The daily music program also provides consistency for the children, many of whom might not have it in their home lives.

“No matter what, the kids can always rely on us being here,” says Miss Melissa. “Some of the situations they come from, you couldn’t even imagine what goes on at home. Sometimes their situations change on a daily, weekly or monthly basis.”

But music can be their door out, she says, noting that when she was in elementary school in Pennsylvania, “I had very good teachers who were my mentors and helped me beyond playing bass. I’d go to them for anything, I could tell them anything. It was a safe space for me.”

Though she’d love it if all the kids became professional musicians, she’s satisfied that “We’ve given them a lifelong skill. They could just play for their own enjoyment and keep that safe escape (into music.)”

But music, and the arts in general, she emphasizes, are not fluff.

“Some people think it’s just an extra, an ‘elitist activity,’ but now they’re noticing, and studies are helping to support this, that the arts and playing music can help you with so much more, can increase academic achievement and develop social behaviors.”

Learning and playing music is a visual, aural and kinesthetic activity all at once.

It helps children with math, problem solving, self-discipline, working with others and creative thinking. They’re more likely to stay in school and graduate from high school.

“I’ve seen a lot of behavior changes in the kids,” Miss Melissa says. “It’s amazing. They’ve grown into leaders. Some of the toughest students we had last year just developed leadership skills. We encourage them to transfer that and help teach their peers during lessons and during orchestra rehearsals.”

I’ve been on the receiving end of that, asking two 11-year-olds who also play cello for help. It’s a win-win situation: I understand the music better and have my questions answered, while they feel proud in helping an adult and sharing their knowledge.

Second generation

MusicWorks! is also launching a second-generation program, where any parent or guardian of a student is invited to come and take lessons alongside a child.

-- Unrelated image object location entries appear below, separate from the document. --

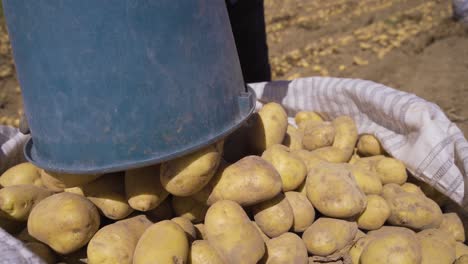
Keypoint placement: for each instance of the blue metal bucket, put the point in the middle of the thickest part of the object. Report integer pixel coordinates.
(117, 84)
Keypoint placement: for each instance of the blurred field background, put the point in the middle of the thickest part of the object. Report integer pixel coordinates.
(411, 45)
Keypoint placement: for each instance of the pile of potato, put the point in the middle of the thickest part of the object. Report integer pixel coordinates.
(269, 193)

“After one of the first recitals at the beginning of the year, I had a couple parents and one grandparent say, ‘This is such a great opportunity for these kids, I wish I had the chance to do this when I was their age. I still want to play an instrument,’” Miss Melissa says.

“That program will allow any parent or guardian who wants to learn (to do so) — kind of like you did,” Maestro Kurtz tells me. “It’s part of the philosophy of the El Sistema model and also part of what we believe. It deepens the bonds of community and family when they’re participating in learning to play an instrument with their child. It’s strengthening and enriching for the community, and that’s why we’re doing it.”

He estimates 15 to 20 adults might participate.

The next step for MusicWorks! is to expand to multiple sites, possibly in 2018, “assuming we get the funding,” the maestro says.

“By then, we’ll have three years of solid data and the experience of running a complete program for three years, with a lot of lessons learned along the way. We’ll have the blueprint for how to work in other communities.”

Meanwhile, the 2016-2017 school year is winding down. For MusicWorks! it concludes with a recital at 5 p.m. Friday, May 19, at the Heights Center. Alongside members of the Gulf Coast Symphony, we’ll play “The Great Gate of Kiev” from “Pictures at an Exhibition” as well as “The William Tell Overture” and possibly some folk tunes such as “Boil Em Cabbages” and “Cripple Creek.”

“It’s about changing perspective,” says Maestro Kurtz. “It opens possibilities and the imagination of these children for what might be. It opens their minds to new horizons they would not have thought about before being in this program.” ¦

MusicWorks! recital

>> What: The MusicWorks! Orchestra with members of the Gulf Coast Symphony

>> When: 5 p.m. Friday, May 19

>> Where: The Heights Center, 15570 Hagie Drive, Fort Myers

>> Cost: Free and open to the public

>> Info: 277-1700 or www.gulfcoastsymphony.org

>> More: MusicWorks! accepts donations of used instruments and books.